Namun, jajak pendapat itu mengatakan,
Ahok tetap di posisi terdepan karena banyak pemilih cenderung memilih
dia atas catatan prestasinya sebagai gubernur dalam membenahi kerja
pemerintahan, setelah beberapa dekade penuh kekacauan dan korupsi.
Jajak
pendapat lainnya, yang dilakukan Charta Politika menunjukkan bahwa 39
persen responden mengatakan mereka akan memilih Ahok dan pasangannya
Djarot Saiful Hidayat, sementara Anies yang didukung oleh mantan
presiden Prabowo Subianto mendapat dukungan 31,9 persen,. Paket ketiga,
pasangan Agus H. Yudhoyono dan Sylviana Murni berada di posisi buncit
dengan dukungan 21,3 persen.
Putaran kedua menggiring arah politik
Jajak
pendapat menunjukkan tren bahwa Ahok akan menang pada putaran pertama,
hari Rabu (15/02). Tetapi jika ia gagal untuk mengamankan lebih dari 50
persen suara, maka dalam putaran kedua, ia bakal menghadapi hadangan
hebat. Kemungkinan suara yang tak memilih Ahok pada putaran pertama,
akan beralih memberikan suaranya baik kepada Anies ataupun Agus.
Anak
tertua SBY, Agus Yudhoyono dipensiunkan dari karir militernya yang
menjanjikan menjelang pemilu. Hal ini memicu kritik luas bahwa mantan
presiden SBY berusaha untuk melanggengkan dinasti politiknya. Selain
dilabel sebagai calon yang masih ‘hijau‘, Agus sering dikritik karena
janjinya untuk memberikan bantuan tunai sebesar Rp1 miliar untuk
masing-masing RW sebagai taktik politik uang.
Sementara itu,
Anies Baswedan, yang merupkan pendukung kuat Jokowi di pemilu 2014, kini
merapat ke Prabowo, yang dulu secara terbuka kerap dikritiknya.
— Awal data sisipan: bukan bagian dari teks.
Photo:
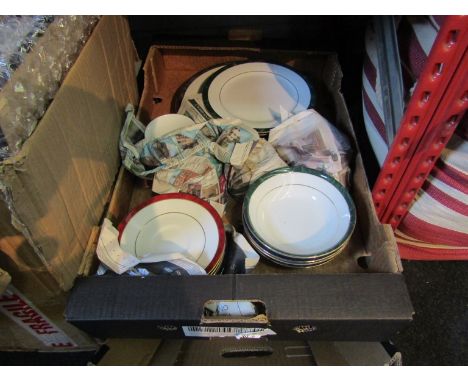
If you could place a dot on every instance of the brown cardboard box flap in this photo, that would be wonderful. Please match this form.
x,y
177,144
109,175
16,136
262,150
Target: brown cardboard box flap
x,y
5,279
60,181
Mantan menteri pendidikan yang didukung oleh partai oposisi utama
itu, diam-diam mengeruk keuntungan merebut hati pemilih Muslim yang
tidak senang dengan Ahok yang dituding menista agama Islam.
Dalam
survei-survei teranyar, Anies Baswedan menjadi lawan terberat Ahok.
Seorang petinggi partai Gerindra yang mendnukung Anies Baswedan
membantah bahwa kubu Anies memainkan isu, namun mengakui bahwa Anies
mendekati para pemilih Muslim, di wilayah gusuran yang marah akibat
penggusuran paksa untuk memerangi banjir.
"Anies telah memastikan
dia mendengar suara para korban penggusuran paksa yang mayoritas
Muslim, "ujar Arief Poyuono dari Gerindra, seperti dikutip dari reuters.
Popularitas
Anies Baswedan mulai membumbung sejak Prabowo Subianto, yang kalah
tipis dalam pemilu presiden 2014, pemilu, mulai berkampanye atas
namanya, sementara pemimpin Gerindra itu pun akan kembali ke panggung
politik nasional dalam pemilu 2019, kata Poyuono.
Anies Baswedan
beralih memainkan isu agama dengan harapan memenangkan suara, meskipun
para analis memperingatkan bahwa taktik yang diambil Anies ini
berisiko mengipasi intoleransi yang lebih besar.
"Dengan Ahok
yang bisa dibilang menggalang suara pluralis, tim kampanye Anies dan
pendukung politiknya jelas berfokus pada suara Muslim pada saat
identitas ini telah menjadi semakin terpolarisasi dan dipolitisasi, "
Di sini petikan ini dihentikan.